El planteo expone una definición política que va mucho más allá de la reivindicación histórica de la soberanía sobre las islas: la defensa de Malvinas aparece asociada a una mayor subordinación estratégica a Estados Unidos y a una eventual escalada militar con el Reino Unido.
Ataques contra los excombatientes
El concejal también dirigió buena parte de su discurso contra los integrantes del CECIM, que habían cuestionado el giro discursivo de Milei sobre Malvinas y advertido que podía estar siendo utilizado como recurso político frente al deterioro de la gestión y de la imagen presidencial.
“¿En qué se han transformado? ¿Quién les pide tanto? ¿La Cámpora?”, disparó Morzone contra los veteranos.
También cuestionó que hubieran calificado de “sinvergüenza” e “hipócrita” al Presidente por su anuncio sobre Malvinas y sostuvo que esas críticas suponían renunciar a los valores por los cuales los propios excombatientes habían combatido.
El argumento provocó una fuerte reacción de los concejales peronistas, que acusaron a Morzone de “cobarde”, “sinvergüenza” y “maleducado” por atacar a los veteranos desde su banca.
Lejos de retroceder, el concejal redobló sus cuestionamientos y afirmó que el CECIM había sido “desnaturalizado” hasta convertirse en una “agrupación kirchnerista”, una acusación que profundizó la tensión dentro del recinto.
De Malvinas a la militarización
La discusión terminó derivando en un verdadero escándalo dentro del Concejo Deliberante platense. Ante los gritos cruzados, debió intervenir el presidente del cuerpo, Marcelo Galland, aunque la tensión no disminuyó.
Morzone incluso cuestionó a una concejal peronista en términos despectivos y reclamó que fuera retirada del recinto. Finalmente, la situación obligó a pasar a un cuarto intermedio y los enfrentamientos continuaron en los pasillos del Palacio Municipal.
El episodio deja expuesta una particular deriva del nuevo discurso oficialista sobre Malvinas. Una cuestión histórica que durante décadas fue sostenida como una política de Estado y cuya recuperación se plantea constitucionalmente por medios pacíficos aparece ahora acompañada, desde sectores aliados al Gobierno, por discursos que relativizan el costo de una eventual guerra y reivindican una creciente militarización.

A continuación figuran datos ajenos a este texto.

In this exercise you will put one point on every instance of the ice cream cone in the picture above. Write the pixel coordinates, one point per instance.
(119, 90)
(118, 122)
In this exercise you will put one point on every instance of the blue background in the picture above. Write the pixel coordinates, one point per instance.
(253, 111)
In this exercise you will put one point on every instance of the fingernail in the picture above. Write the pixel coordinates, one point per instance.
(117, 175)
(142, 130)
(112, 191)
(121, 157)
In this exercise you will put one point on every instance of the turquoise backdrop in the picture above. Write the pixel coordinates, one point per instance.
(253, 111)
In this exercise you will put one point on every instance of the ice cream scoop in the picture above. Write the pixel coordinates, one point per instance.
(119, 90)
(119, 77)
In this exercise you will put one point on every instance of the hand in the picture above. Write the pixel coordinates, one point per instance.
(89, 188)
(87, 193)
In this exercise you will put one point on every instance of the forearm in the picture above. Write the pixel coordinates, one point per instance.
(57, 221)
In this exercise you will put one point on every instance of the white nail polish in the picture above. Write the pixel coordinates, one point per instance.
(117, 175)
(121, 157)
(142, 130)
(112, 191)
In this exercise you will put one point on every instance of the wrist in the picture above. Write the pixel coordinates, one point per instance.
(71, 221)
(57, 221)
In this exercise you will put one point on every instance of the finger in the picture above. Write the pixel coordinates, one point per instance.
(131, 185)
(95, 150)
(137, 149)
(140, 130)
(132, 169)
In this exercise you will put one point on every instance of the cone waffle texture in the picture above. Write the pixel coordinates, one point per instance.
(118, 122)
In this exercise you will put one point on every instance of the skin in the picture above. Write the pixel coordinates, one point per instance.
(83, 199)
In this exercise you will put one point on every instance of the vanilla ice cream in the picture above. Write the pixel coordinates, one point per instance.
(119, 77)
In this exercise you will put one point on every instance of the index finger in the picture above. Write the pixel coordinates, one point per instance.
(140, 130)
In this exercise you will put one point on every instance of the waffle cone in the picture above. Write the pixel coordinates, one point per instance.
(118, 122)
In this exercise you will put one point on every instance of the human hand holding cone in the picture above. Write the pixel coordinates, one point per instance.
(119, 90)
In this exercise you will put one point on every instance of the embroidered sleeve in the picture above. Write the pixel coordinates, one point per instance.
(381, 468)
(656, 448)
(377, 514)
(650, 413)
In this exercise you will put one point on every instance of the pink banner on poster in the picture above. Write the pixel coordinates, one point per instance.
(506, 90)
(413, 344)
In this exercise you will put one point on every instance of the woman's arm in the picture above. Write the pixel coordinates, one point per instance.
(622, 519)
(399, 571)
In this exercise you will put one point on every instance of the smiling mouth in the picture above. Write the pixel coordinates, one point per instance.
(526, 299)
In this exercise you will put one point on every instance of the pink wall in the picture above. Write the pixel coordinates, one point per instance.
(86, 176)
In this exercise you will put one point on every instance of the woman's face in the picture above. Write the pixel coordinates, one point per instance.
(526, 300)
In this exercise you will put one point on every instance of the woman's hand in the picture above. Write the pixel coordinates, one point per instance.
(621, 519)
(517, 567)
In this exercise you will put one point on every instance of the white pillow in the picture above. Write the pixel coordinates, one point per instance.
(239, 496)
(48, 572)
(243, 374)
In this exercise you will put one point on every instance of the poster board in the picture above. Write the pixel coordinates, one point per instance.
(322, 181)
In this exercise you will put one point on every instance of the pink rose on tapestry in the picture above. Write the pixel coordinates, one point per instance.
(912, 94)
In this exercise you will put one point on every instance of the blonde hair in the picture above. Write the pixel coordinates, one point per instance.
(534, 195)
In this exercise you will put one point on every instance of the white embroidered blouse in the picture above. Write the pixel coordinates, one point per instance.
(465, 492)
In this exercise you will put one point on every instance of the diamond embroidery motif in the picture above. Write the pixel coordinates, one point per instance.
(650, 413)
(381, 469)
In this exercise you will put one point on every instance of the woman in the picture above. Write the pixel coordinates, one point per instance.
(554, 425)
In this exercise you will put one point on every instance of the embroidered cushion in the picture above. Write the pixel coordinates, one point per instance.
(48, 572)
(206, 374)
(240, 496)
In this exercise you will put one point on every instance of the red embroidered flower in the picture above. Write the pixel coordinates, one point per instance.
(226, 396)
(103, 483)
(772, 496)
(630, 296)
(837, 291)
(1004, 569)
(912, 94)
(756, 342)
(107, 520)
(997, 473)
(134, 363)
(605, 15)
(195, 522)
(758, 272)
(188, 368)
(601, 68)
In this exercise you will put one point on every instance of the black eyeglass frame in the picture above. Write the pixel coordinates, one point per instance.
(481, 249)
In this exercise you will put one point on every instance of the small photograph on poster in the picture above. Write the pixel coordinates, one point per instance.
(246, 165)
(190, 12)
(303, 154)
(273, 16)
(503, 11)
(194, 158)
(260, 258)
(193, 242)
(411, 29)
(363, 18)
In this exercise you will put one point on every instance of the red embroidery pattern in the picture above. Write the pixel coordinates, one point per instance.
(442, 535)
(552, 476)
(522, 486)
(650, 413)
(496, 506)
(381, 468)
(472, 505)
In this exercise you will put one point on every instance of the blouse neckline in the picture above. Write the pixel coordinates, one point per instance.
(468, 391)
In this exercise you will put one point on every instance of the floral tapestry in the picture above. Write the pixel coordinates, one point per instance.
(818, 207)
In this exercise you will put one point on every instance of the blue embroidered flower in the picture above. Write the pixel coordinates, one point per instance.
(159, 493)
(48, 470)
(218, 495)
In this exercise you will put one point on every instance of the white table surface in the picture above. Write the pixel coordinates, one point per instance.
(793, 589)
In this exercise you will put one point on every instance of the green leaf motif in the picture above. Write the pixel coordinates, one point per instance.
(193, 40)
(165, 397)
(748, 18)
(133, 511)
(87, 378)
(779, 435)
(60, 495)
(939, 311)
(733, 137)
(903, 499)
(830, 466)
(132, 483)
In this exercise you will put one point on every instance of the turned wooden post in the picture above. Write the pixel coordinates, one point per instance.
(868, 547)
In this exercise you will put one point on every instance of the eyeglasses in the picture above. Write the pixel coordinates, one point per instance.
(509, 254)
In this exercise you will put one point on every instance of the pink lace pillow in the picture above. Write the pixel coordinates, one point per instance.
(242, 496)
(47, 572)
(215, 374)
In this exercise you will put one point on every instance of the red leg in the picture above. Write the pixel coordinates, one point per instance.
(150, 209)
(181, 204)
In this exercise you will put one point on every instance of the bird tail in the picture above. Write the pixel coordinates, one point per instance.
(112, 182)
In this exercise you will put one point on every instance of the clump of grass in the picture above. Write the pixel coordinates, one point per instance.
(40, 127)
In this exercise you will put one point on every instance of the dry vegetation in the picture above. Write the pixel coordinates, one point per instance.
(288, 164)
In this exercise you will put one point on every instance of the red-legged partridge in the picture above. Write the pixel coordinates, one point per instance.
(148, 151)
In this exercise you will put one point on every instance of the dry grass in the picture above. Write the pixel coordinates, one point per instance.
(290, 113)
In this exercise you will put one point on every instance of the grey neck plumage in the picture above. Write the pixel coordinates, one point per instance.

Y el dato político no es menor: Morzone no sólo es un dirigente del PRO alineado con Milei. También cuestionó la política exterior del propio Mauricio Macri por considerar insuficiente su alineamiento con Estados Unidos, y reivindicó una mayor “verticalidad” respecto de Washington y Occidente.
Así, mientras el Gobierno busca presentarse como un nuevo abanderado de la causa Malvinas, uno de sus aliados políticos en La Plata ofrece una versión particularmente preocupante de ese giro: veteranos cuestionados por sus críticas, diplomacia subordinada a alianzas militares y una frase que debería encender todas las alarmas: “Si hay que ir a la guerra, se irá”.
A 44 años de la guerra, la discusión sobre Malvinas vuelve a ocupar el centro de la escena. Pero esta vez, al menos en el discurso de algunos aliados del oficialismo, la reivindicación de soberanía parece venir acompañada de una peligrosa fascinación por la confrontación militar.